| In new installs you do stuff everything in EFI partition and skip the old /boot partition as such. The better solution is to use tpm, unified kernel image and secure boot skipping the network unlock. The whole process is like this - 1. enable secure boot; 2. generate and install your own secure boot keys (using sbctl); 3. use clevis to enable automatic unlocking of the root fs only when secure boot check passes; 4. generate the unified kernel image (in EFI partition) that is signed by your secure boot key; 4. use efibootmgr to enable booting of said kernel image. (5.) If your CPU supports it, enable memory encryption in BIOS (to mitigate cold boot attacks). The unified kernel image doesn't accept additional kernel parameters, so only parameters that are set during generation of the initram are used. The secure boot makes sure no one else has tampered with the boot chain. And TPM stores the disk key securely. You can still add some additional network level check to make sure that your computer is in your expected location before unlocking.

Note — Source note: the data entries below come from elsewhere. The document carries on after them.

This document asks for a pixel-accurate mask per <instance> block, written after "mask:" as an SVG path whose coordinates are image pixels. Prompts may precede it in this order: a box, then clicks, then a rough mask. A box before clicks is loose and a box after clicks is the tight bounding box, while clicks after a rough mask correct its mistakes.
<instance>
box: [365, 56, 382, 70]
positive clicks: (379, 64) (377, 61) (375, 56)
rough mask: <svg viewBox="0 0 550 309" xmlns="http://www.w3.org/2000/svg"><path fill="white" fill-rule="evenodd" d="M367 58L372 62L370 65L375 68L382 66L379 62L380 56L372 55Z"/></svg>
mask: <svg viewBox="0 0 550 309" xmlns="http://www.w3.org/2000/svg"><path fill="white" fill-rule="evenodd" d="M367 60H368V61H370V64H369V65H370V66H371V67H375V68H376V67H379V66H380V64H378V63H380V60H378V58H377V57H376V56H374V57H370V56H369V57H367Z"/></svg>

And you can also include some recovery tools + dropbear in your initram (within the unified kernel image), if you expect that you will have to do some recovery from the other side of the world. |
Can also use systemd-cryptsetup/systemd-cryptenroll for this. I've not used clevis myself, but I'd imagine you have to do somewhat more rolling-your-own compared to the systemd tools.
> The unified kernel image doesn't accept additional kernel parameters, so only parameters that are set during generation of the initram are used. The secure boot makes sure no one else has tampered with the boot chain. And TPM stores the disk key securely.
FYI, multi-profile UKIs are a thing. You can have one UKI with multiple different command lines, e.g. one for regular boot, one for emergency mode, etc.